Establishing a goaltenders "quality of competition" is new ground for the organization and its followers. Evgeni Nabokov received the vast majority of starts during his time in San Jose, making analysis such as this inconsequential-- there wasn't enough sample size on per season basis to draw any reasonable conclusions when attempting to figure out which goalie was facing the hardest teams throughout the year. These numbers need to be revisited later in the year to see if any noticeable trends will develop, because as of this moment, they are fairly static.

Three weeks ago I made the case that, despite his atrocious SV%, Niemi was steadily improving and should not be faulted for the majority of his goals against from late November to early December. That has rung true lately, as Niemi has continued to give San Jose quality starts. But with Antero Niittymaki also on the rise (and still buoyed by a phenomenal start to the year), it sets up a situation where Todd McLellan will play the hot hand during the seasonal ebb and flow. Niether goaltender has established themself as the de facto number one as of this point, setting up a tandem that many predicted before the season began. Both are inconsistent and run in waves. The hope will always be that the peaks and valleys of the two Finns do not coincide for a prolonged stretch, and for the most part, both goalies have stepped into their role when the other has faltered.

Confidence is a fickle thing, and a fickle explanation to use when describing a team's performance. I have never been a big believer in "confidence" and "heart" and "grit" solely determining the outcome of hockey games because there are so many other factors that play a role in an individual win and loss. Your mother lied when she told you anything is possible, and Pierre McGuire lied when he told you a team won just because they had a monster (monster!) heart after the first period. Shit happens. Confidence is relative only to wins, just like momentum. The more wins you have the more confident you are. And you win hockey games because you outwork and outplay the other team, not because you won the night before, or have strung together two in a row.

Which isn't to say confidence, heart, and grit, The Holiest of Trinities in The Broadcaster's Bible, aren't present-- they most definitely are, effecting games in ways that are hard to pinpoint.

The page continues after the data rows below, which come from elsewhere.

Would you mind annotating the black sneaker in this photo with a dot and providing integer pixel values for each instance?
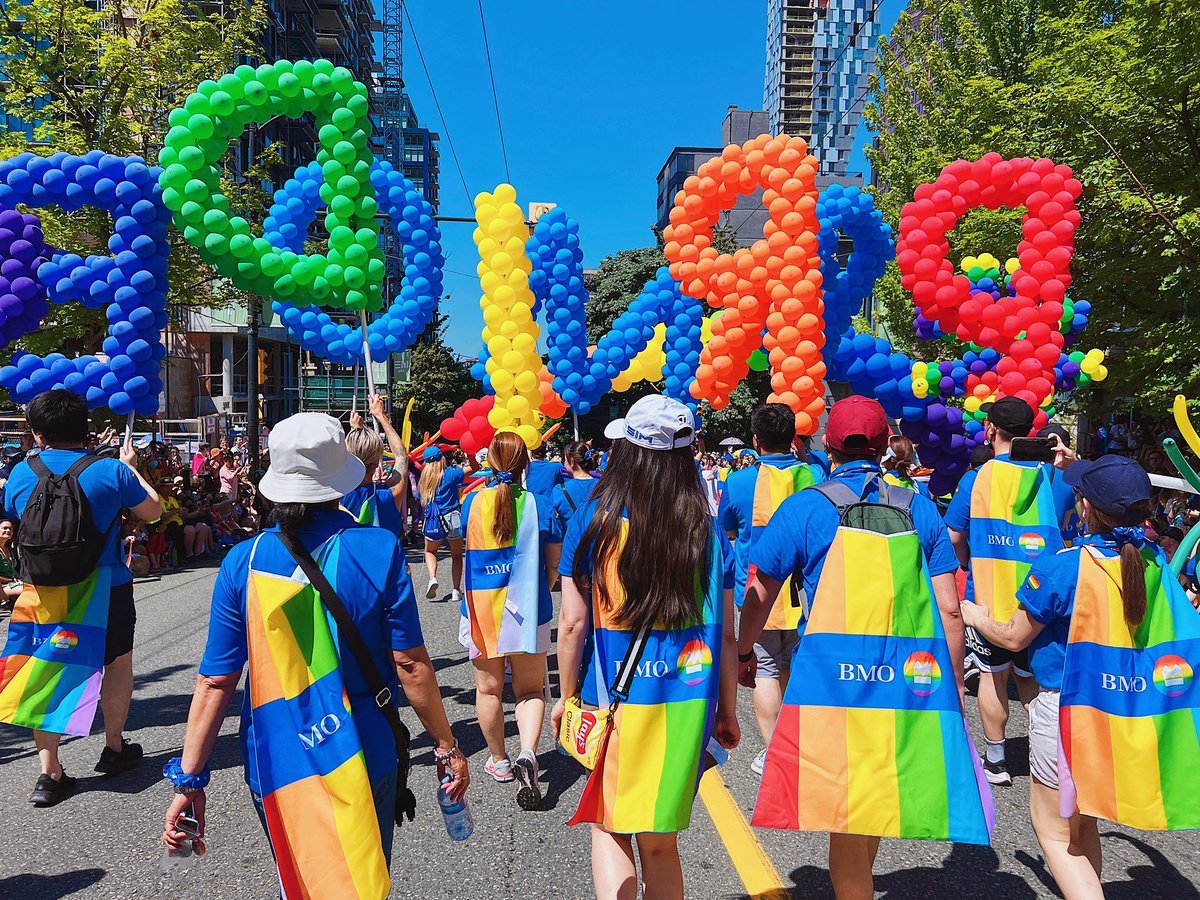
(114, 763)
(529, 793)
(47, 792)
(996, 773)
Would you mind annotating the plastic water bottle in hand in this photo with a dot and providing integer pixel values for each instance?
(460, 822)
(191, 852)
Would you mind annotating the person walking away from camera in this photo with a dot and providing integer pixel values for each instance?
(580, 461)
(873, 717)
(1113, 643)
(319, 753)
(72, 627)
(750, 498)
(438, 491)
(513, 545)
(372, 503)
(645, 565)
(1003, 517)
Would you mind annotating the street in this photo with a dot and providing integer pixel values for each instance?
(103, 843)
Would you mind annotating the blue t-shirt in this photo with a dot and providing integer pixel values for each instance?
(109, 486)
(1049, 597)
(541, 477)
(550, 531)
(737, 510)
(802, 531)
(387, 515)
(371, 581)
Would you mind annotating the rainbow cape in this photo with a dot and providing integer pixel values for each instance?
(646, 779)
(54, 658)
(502, 581)
(1013, 523)
(321, 815)
(1129, 709)
(871, 737)
(772, 487)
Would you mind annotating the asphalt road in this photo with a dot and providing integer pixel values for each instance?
(103, 843)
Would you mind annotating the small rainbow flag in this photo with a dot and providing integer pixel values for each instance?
(1013, 523)
(873, 739)
(502, 581)
(321, 815)
(1129, 709)
(53, 661)
(647, 775)
(772, 487)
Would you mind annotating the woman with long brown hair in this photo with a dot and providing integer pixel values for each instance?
(513, 543)
(645, 567)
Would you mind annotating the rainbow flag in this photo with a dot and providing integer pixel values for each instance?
(321, 815)
(772, 487)
(1129, 708)
(54, 659)
(1013, 523)
(873, 739)
(649, 772)
(502, 581)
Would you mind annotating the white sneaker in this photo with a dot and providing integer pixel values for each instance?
(760, 761)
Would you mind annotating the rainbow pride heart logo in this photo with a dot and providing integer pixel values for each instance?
(695, 661)
(922, 673)
(1173, 675)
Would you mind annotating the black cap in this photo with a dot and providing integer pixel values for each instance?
(1011, 414)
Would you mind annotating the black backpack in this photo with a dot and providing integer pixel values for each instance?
(59, 540)
(891, 514)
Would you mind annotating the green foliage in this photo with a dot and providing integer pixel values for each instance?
(1111, 89)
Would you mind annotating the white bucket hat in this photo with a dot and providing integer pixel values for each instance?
(310, 462)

That raw human emotion is an asset that should never be discarded when looking at a hockey team or your love life. It's important, just like a good shift from your fourth line or a wink from that girl across the bar is important. They're real, they exist, they affect situations. But they are far from the end all be all of what a win is comprised of.

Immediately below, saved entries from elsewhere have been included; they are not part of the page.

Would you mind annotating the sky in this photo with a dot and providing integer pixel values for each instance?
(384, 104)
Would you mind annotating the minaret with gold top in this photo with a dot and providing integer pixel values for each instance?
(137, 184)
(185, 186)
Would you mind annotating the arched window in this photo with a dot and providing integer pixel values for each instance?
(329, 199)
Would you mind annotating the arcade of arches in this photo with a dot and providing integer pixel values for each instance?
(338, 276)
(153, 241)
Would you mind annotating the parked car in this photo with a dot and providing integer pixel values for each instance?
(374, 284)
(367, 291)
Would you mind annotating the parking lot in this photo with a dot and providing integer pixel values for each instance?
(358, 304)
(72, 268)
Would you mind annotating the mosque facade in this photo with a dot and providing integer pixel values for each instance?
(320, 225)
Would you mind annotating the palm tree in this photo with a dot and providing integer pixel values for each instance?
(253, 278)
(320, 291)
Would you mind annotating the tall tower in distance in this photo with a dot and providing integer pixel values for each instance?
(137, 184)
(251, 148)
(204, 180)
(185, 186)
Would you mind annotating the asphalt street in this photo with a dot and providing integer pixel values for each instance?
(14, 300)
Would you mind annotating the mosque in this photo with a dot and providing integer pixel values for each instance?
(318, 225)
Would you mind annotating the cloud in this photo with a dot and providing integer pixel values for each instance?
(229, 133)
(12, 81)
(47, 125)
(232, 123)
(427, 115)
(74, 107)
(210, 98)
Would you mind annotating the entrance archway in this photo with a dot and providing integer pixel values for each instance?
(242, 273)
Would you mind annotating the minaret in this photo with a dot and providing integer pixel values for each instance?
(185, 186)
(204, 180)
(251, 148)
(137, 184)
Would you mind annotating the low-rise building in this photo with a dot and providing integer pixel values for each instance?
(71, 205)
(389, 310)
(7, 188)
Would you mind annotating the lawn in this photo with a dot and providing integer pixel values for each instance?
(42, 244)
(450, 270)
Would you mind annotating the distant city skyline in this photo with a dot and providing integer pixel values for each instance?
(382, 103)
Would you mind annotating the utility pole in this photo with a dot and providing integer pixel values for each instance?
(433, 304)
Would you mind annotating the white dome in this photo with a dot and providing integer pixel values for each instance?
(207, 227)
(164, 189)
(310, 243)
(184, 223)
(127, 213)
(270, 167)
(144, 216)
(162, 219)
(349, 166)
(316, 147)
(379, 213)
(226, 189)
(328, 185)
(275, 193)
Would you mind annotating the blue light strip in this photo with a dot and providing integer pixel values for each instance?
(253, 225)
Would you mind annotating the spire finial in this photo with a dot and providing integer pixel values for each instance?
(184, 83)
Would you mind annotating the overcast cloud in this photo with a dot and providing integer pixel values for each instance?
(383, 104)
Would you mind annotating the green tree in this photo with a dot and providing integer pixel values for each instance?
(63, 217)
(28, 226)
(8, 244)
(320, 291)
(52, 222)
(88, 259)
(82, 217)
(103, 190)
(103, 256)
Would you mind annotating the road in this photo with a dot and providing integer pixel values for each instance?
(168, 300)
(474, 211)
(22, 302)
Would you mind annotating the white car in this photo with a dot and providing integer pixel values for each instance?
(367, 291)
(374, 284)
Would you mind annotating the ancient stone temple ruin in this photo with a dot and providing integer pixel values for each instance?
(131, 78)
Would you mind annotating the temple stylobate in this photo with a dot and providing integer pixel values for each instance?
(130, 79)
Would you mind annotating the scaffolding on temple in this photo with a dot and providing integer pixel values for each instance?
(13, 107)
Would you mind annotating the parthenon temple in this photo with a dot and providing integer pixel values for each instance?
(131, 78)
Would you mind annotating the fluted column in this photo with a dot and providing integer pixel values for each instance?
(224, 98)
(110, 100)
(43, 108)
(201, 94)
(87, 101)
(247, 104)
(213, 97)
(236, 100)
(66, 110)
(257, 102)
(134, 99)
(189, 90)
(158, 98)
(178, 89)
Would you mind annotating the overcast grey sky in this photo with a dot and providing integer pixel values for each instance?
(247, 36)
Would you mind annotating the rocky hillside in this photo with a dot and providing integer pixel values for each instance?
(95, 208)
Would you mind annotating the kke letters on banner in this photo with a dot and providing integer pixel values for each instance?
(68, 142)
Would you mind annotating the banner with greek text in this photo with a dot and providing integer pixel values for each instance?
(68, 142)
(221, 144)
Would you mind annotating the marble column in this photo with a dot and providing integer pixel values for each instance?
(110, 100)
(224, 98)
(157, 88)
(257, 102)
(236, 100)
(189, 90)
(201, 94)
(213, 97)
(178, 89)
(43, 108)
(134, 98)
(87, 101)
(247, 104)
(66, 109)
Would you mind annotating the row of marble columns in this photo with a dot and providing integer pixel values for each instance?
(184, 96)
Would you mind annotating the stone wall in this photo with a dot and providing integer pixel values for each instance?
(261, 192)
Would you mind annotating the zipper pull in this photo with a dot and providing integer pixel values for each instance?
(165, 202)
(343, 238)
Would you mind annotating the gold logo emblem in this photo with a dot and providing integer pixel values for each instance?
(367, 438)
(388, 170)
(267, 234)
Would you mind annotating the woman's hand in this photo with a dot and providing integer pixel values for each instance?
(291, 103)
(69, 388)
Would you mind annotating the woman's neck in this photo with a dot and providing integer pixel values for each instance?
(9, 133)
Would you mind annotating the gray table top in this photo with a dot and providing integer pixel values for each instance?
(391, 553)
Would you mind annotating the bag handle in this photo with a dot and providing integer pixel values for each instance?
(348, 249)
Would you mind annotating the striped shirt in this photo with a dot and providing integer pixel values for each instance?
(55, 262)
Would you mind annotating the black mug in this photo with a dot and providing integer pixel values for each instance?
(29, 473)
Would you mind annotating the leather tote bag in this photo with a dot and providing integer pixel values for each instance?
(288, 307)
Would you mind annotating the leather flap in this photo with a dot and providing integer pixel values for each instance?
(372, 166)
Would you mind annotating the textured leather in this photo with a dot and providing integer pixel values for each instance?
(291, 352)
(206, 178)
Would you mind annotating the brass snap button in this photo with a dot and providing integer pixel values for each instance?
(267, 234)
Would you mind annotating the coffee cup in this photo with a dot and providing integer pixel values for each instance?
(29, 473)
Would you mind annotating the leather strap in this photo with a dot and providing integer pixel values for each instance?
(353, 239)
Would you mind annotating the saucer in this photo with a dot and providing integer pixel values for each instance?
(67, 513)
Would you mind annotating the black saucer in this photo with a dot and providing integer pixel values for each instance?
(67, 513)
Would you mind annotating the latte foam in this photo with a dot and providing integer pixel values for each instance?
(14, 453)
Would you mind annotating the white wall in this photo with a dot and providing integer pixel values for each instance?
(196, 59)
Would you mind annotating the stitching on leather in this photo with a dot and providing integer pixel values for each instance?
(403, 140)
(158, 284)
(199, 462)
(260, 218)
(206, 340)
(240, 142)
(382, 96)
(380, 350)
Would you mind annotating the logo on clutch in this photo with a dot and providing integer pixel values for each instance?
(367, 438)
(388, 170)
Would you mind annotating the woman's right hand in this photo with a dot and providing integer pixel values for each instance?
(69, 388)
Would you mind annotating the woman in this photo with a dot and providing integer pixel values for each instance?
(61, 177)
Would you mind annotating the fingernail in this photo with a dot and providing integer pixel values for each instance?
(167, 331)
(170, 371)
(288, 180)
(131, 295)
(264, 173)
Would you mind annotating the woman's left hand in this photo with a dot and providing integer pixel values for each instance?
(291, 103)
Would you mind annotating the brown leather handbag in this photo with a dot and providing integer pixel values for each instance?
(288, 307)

Which is why it's hard for me to definitively state that the team has more confidence in Niittymaki as a goaltender based on their performance in front of him this season. I think of it as a rich Christmas stew that has cooked in the Crock Pot for an entire day-- rebound control is the beef, positioning is the potato, puck control is the celery, a big save is the broth. The case can be made that San Jose's totals are due to Niittymaki's ability to manage the pace of the game better than Niemi by deflecting shots to the corners and gobbling up rebounds in his glove and chest, ensuring that one of the League's best faceoff teams gets an opportunity to gain possession. Instead of the entire team being forced to collapse into the slot to clear rebounds they can take more chances on the breakout and push the play up the ice. Does that inspire more confidence in their ability to win, directly correlating with their better play in front of Niittymaki? Maybe. But I think this is probably more of a case of X's and O's (and some natural fluctation in team performance) rather than the gooey stuff between the ears and nose.


Also, in case you forgot, the Sharks play the Oilers tonight. Remember when Jean-Francois Jacques took a couple of runs at Thornton and Heatley last season? I sure do.

Prediction: Sharks win 4-3. Goals by McGinn, Marleau, Pavelski, and Demers. McGinn, who was saving up his first goal of the season for FTF Night At The Tank, inadvertently takes a puck in the groin that dribbles past Khabibulin to win the game. His confidence is both improved and deflated all at the same time.